In reality the take rate for EVs have been quite poor, in spite of the government’s efforts in offering some generous rebates to anyone that wants to buy one.
The general public is telling us, plain and simple, that they still want regular combustion powered vehicles.
“There are going to be rapid changes in our industry, but for the foreseeable future, there is gonna be still a big market for cars, trucks and SUVs. So we’re really excited about the products that we offer today and the products that we will offer with all this great new driverless technology,” said Mark Buzzell, President and CEO of Ford Canada.

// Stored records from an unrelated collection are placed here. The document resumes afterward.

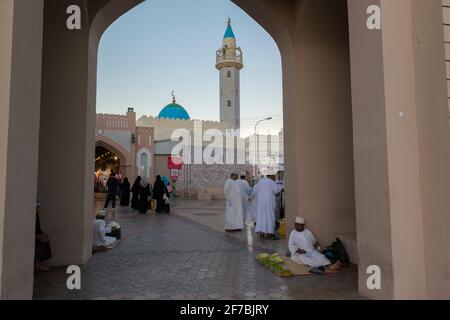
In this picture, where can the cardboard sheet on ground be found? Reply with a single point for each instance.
(104, 249)
(295, 268)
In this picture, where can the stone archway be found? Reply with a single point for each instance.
(397, 152)
(125, 158)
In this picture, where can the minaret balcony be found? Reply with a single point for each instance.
(231, 57)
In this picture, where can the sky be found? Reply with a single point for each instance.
(165, 45)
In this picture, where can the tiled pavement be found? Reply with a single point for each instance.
(184, 257)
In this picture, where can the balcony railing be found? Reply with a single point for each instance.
(229, 54)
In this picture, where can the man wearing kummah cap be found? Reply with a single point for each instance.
(100, 230)
(304, 248)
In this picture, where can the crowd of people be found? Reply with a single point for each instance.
(144, 197)
(237, 193)
(142, 193)
(304, 249)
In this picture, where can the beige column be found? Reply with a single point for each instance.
(318, 120)
(401, 143)
(20, 78)
(66, 153)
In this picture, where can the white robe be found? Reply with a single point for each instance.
(246, 190)
(265, 205)
(99, 234)
(305, 241)
(234, 216)
(255, 201)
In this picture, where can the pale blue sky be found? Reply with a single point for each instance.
(165, 45)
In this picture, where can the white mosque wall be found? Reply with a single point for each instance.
(165, 127)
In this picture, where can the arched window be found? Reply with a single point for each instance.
(144, 165)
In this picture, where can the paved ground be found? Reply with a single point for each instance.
(188, 256)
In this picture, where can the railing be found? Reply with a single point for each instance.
(229, 54)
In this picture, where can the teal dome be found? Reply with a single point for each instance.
(229, 33)
(174, 111)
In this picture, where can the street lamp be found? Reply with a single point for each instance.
(256, 139)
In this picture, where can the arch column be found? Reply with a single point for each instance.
(20, 82)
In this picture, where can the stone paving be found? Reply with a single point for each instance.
(187, 256)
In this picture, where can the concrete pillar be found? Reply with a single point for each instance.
(20, 79)
(318, 120)
(67, 135)
(401, 146)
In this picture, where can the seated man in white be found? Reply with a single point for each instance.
(100, 230)
(303, 247)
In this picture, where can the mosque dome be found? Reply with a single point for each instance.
(174, 111)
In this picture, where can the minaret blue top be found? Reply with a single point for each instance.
(229, 33)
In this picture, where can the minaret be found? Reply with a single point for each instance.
(229, 63)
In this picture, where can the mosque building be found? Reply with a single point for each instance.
(143, 147)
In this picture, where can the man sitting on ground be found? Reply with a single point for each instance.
(304, 248)
(101, 241)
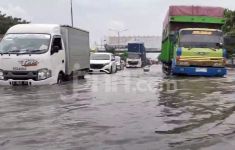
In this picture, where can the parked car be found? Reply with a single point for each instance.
(119, 63)
(103, 62)
(43, 54)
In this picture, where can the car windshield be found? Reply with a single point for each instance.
(133, 56)
(200, 39)
(100, 57)
(25, 43)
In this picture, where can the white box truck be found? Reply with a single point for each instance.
(42, 54)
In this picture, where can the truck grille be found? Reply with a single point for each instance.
(96, 66)
(133, 62)
(20, 75)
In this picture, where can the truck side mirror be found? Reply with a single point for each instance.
(220, 45)
(55, 49)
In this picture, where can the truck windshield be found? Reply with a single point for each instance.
(133, 56)
(25, 43)
(100, 57)
(200, 39)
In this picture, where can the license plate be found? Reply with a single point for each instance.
(20, 83)
(201, 69)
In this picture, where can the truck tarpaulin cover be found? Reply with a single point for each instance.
(194, 11)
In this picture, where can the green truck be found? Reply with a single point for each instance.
(192, 42)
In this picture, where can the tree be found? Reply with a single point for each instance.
(229, 30)
(8, 21)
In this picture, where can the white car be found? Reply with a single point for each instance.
(103, 62)
(119, 62)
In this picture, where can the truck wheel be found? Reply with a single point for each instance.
(60, 78)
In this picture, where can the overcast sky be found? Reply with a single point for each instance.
(140, 17)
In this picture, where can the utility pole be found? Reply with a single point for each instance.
(71, 3)
(118, 33)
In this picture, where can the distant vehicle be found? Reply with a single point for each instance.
(42, 54)
(189, 47)
(103, 62)
(136, 55)
(119, 63)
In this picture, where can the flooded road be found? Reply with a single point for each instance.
(130, 110)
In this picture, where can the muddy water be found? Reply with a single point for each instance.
(131, 110)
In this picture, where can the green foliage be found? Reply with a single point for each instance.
(229, 26)
(8, 21)
(229, 30)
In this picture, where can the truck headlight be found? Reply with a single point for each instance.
(182, 63)
(1, 75)
(44, 74)
(218, 65)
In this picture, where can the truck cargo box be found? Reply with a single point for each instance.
(77, 49)
(217, 12)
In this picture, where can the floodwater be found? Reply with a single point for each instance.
(130, 110)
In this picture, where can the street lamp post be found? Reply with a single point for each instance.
(118, 33)
(71, 3)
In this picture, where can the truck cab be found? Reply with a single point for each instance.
(40, 54)
(199, 51)
(136, 55)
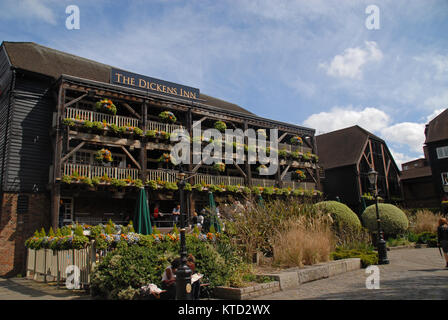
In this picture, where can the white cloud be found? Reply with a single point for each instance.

Recently at the Canadian International Auto Show, Wheels.ca had the opportunity to sit down with Mark and talk a bit about what someone in his position thinks the near future will bring.
And it seems to boil down to what the customer wants, and it’s a general shift from sedans to SUVs and mini SUVs. I personally like to think of them as tall cars.
“I think one of the things I’m really excited about is our SUV nameplates,” said Mark. “We continue to see here in Canada more and more customers migrate from cars to SUVs. That’s playing into a real area of strength for us.”
It seems many manufacturers are trying to get that top SUV spot and Ford has done exceedingly well with their Escape, being the domestic leader in its segment and constantly nipping at the heels of Honda and Toyota.
It doesn’t seem like they are stopping there, with the popular Ford Edge getting the muscular ST treatment. Mark tells us “It’s not a poseur. It’s legitimately a performance vehicle.” We will have to wait until later this year to put that statement to the test.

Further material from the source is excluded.